The results of the study, published in the journal Lancet Gastroenterology and Hepatology, indicate that artificial intelligence-assisted colonoscopy is no better than high-definition white-light colonoscopy at detecting the cancer precursor lesions typical of Lynch syndrome.
The study, entitled TIMELY, was carried out by Oswaldo Ortiz, specialist in the Gastroenterology Service, and was coordinated by Francesc Balaguer, head of the Gastroenterology Service at the Clínic and researcher in the IDIBAPS and CIBEREHD Gastrointestinal and Pancreatic Oncology group, and Maria Pellisé, head of the Endoscopy, Functional Tests and Motility Section of the Gastroenterology Service and researcher in the same group.
Lynch syndrome and the importance of early detection
Lynch syndrome is the most common form of hereditary predisposition to colorectal cancer. In these patients, the adenomas, which are precursor lesions of cancer, are usually small, flat and located in the proximal colon, making them difficult to detect. Surveillance colonoscopies, therefore, require high quality standards to reduce the risk of these patients developing colorectal cancer.

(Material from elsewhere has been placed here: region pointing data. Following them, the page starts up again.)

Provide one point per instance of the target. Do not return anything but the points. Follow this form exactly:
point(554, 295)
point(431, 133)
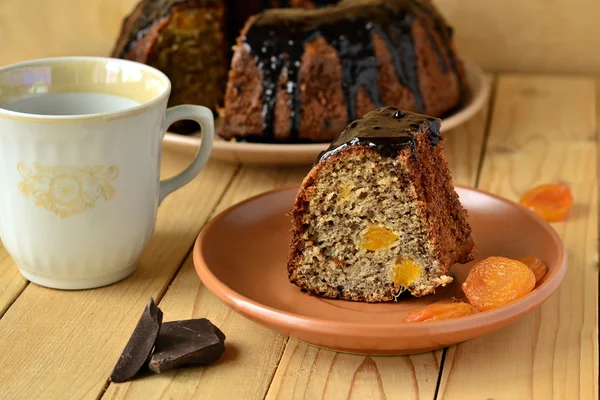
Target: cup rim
point(103, 116)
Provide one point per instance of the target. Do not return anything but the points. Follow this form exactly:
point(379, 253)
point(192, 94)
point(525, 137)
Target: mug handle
point(204, 117)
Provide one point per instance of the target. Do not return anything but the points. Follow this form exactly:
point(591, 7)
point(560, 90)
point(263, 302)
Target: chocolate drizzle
point(396, 129)
point(277, 39)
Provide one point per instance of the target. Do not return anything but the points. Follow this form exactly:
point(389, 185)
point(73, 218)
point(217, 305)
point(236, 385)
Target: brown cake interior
point(368, 226)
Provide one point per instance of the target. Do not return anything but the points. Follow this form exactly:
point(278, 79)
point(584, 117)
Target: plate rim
point(274, 317)
point(474, 71)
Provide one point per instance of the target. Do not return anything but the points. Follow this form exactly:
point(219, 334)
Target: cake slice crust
point(371, 221)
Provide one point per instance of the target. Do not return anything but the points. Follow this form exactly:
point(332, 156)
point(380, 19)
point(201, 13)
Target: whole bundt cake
point(378, 214)
point(301, 75)
point(190, 41)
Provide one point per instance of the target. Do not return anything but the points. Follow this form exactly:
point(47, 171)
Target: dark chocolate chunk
point(185, 343)
point(140, 345)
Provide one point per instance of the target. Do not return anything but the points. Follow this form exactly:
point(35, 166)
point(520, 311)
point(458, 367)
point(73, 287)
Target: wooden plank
point(309, 372)
point(253, 352)
point(543, 130)
point(12, 282)
point(516, 35)
point(63, 344)
point(69, 28)
point(510, 35)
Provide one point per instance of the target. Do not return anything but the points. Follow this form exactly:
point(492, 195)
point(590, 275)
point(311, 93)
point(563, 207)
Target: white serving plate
point(272, 153)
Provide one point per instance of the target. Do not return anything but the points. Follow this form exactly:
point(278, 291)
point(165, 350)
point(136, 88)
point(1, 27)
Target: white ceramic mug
point(80, 141)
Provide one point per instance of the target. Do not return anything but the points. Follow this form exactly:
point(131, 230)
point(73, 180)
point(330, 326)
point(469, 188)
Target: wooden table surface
point(535, 129)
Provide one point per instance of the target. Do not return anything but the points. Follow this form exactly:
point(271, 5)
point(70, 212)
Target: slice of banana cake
point(378, 214)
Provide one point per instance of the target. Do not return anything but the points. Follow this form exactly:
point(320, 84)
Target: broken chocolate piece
point(140, 345)
point(185, 343)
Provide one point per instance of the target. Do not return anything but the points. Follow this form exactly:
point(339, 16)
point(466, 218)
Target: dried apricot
point(550, 201)
point(497, 281)
point(406, 271)
point(537, 266)
point(377, 238)
point(439, 311)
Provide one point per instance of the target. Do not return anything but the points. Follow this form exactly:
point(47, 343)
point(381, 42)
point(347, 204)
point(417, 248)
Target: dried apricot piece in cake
point(400, 225)
point(439, 311)
point(550, 201)
point(406, 271)
point(377, 238)
point(497, 281)
point(537, 266)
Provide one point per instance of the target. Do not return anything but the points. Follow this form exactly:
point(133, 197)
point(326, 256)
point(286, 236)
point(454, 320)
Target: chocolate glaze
point(387, 130)
point(152, 11)
point(276, 39)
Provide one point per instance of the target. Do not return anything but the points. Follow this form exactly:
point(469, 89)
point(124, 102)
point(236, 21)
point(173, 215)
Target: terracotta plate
point(263, 153)
point(241, 257)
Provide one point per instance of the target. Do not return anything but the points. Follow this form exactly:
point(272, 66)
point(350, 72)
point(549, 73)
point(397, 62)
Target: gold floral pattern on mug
point(66, 190)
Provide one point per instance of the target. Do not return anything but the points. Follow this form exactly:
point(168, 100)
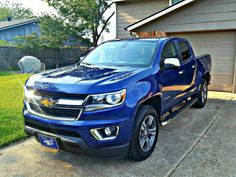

In recent years, computer-aided detection (CADe) systems have shown to be effective in increasing the detection of polyps in the general population, but it was not known whether this benefit translated to patients with Lynch syndrome.
So, a team of researchers from the Clínic-IDIBAPS led an international, multicentre study, which was carried out in 17 European centres. It consisted of comparing the efficacy of artificial intelligence-assisted colonoscopy with high-definition white-light colonoscopy in the detection of adenomas in patients with Lynch syndrome.
Determining the efficacy of an AI-assisted colonoscopy compared with the conventional method
The study included 430 participants who were randomly divided into two groups: participants in one group received artificial intelligence-assisted (CADe) colonoscopies and those in the other received conventional colonoscopies. The results showed that the use of CADe did not improve the detection of adenomas compared with the use of conventional colonoscopies. The mean number of adenomas detected per procedure was equal in both groups (0.64 adenomas per colonoscopy).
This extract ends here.